Over the past several years, the same type of cooperative effort has begun to flourish between cardiovascular medicine and the university’s department of biomedical engineering in its School of Engineering and Applied Sciences. Frank Yin, MD, PhD, is director of the department.
“The university and medical school have put together a large consortium of individuals interested in cardiovascular medicine, biophysics and biomedical engineering, and that growth has been exponential. As clinical problems mount that can be addressed by quantitative approaches, and as funding to support these activities increases, so does the number of principal investigators interested in these multidisciplinary problems,” says Dr. Wickline.
Both undergraduate and graduate biomedical engineering students work on projects in the labs housed at Barnes-Jewish Hospital, giving them an opportunity to see how their designs work in clinical practice.
“Advances in biomedical engineering occur through an interactive process,” explains Dr. Wickline. “For example, you can build a device that you think will improve imaging, but the proof comes only when the image is actually made and can be evaluated by those caring for patients.

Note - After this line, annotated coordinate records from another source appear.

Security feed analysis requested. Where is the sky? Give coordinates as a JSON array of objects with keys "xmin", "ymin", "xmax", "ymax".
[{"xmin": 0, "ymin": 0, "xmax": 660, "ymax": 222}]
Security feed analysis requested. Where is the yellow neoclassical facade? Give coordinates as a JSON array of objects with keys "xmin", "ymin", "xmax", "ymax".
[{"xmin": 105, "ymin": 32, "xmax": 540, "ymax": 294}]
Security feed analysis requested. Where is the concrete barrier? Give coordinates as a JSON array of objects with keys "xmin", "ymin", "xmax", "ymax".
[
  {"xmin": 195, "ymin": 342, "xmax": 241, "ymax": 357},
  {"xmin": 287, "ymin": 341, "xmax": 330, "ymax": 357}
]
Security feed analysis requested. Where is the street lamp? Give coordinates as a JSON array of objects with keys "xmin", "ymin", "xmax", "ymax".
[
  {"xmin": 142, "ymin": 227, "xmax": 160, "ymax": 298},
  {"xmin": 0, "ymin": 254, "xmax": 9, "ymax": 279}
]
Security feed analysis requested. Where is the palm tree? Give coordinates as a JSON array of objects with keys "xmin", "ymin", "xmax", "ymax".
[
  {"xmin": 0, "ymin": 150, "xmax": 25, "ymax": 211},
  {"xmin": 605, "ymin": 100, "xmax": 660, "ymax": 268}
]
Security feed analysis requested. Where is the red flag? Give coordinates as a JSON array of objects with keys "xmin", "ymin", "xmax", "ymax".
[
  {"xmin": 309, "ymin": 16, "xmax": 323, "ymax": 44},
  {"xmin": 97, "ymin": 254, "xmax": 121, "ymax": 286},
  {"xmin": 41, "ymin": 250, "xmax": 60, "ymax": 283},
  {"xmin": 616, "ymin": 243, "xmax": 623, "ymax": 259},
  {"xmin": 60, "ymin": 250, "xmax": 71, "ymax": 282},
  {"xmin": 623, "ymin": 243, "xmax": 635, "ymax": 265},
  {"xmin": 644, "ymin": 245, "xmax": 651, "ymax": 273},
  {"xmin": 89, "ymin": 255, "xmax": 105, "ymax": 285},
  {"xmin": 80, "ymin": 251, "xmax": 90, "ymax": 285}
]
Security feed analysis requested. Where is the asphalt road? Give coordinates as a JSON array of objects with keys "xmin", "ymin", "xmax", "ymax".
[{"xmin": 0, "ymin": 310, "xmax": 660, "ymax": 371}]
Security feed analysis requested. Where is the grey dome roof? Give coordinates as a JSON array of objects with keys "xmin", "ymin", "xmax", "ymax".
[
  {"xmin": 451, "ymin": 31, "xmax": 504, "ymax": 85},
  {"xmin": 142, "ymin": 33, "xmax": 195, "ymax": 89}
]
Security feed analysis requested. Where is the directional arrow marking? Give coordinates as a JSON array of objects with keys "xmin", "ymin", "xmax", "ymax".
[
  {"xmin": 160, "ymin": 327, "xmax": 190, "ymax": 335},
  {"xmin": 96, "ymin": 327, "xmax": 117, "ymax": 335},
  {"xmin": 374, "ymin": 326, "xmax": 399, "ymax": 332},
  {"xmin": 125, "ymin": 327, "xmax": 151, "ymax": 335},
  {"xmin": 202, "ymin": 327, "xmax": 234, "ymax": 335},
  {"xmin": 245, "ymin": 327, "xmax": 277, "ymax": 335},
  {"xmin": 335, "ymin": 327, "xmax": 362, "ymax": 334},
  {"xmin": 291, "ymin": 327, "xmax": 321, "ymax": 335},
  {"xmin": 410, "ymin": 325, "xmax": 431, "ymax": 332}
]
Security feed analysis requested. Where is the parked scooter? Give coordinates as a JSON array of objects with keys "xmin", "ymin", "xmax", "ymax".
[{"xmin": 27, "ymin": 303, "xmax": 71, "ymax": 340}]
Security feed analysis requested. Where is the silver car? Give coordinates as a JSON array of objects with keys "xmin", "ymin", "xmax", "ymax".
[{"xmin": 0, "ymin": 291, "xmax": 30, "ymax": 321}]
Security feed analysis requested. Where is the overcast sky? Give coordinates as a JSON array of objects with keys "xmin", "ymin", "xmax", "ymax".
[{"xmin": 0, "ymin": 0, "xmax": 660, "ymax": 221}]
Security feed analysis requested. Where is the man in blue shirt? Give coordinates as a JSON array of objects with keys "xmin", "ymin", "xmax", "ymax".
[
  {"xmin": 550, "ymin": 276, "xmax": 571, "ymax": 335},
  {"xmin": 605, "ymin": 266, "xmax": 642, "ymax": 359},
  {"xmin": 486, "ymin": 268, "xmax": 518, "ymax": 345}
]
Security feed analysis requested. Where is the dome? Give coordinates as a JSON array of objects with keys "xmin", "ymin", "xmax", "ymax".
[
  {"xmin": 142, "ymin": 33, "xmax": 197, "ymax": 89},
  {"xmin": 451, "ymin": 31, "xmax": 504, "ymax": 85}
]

That’s the best way for students to learn, and the fastest way to advance technology.”
The worth of that process is seen in advances being made in cardiac MRI. “We’re devoting a lot of effort to using cardiac MRI to learn new physiology, new anatomy and new functions of the heart, things that haven’t been measurable before,” comments Dr. Wickline. “The cooperative effort between researchers and clinicians in cardiovascular medicine, biomedical engineering and physics is having significant results in the form of patents issued and pending, and commercial interest.”
And while advances are made in the way cardiac MRI may be used, the tiny particle discovered by Drs. Wickline and Lanza will contribute to making the technique’s images more revealing and useful.